Australian rules footballer

Troy Lehmann (born 25 February 1972 in Waikerie SA) is a former Australian rules footballer who played with Collingwood and the Brisbane Bears in the Australian Football League (AFL) during the early 1990s.

Lehmann was picked up by Collingwood in the 1989 VFL draft, from South Australian National Football League (SANFL) club North Adelaide. He played his football mostly as a ruck-rover and kicked two goals on his AFL debut in 1991. Lehmann's 22 kicks and eight handballs in a convincing win over Adelaide at Victoria Park earned him maximum Brownlow Medal votes and he finished the year with an average of 20 disposals a game.
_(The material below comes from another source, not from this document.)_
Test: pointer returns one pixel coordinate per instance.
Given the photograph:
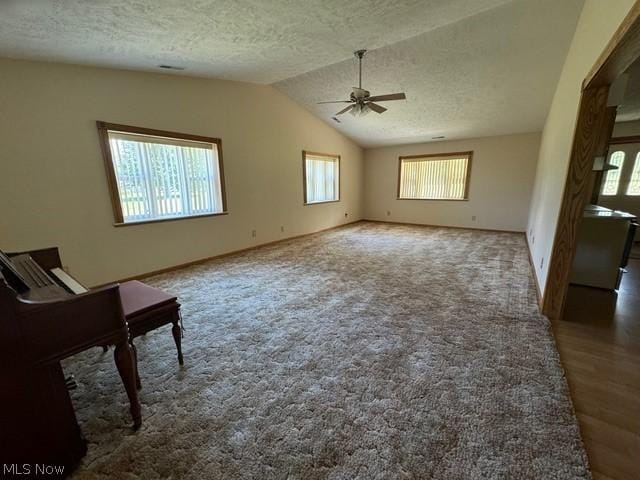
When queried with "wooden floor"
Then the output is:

Hamstring problems troubled Lehmann during his league career and he put together just four appearances in 1993.

Before the 1994 AFL season, Lehmann was traded to Brisbane together with teammate Craig Starcevich and a draft pick used on Chris Scott. In return Collingwood gained a future captain and Brownlow Medal winner in Nathan Buckley. He now helps out at his local football club, Waikerie Football Club.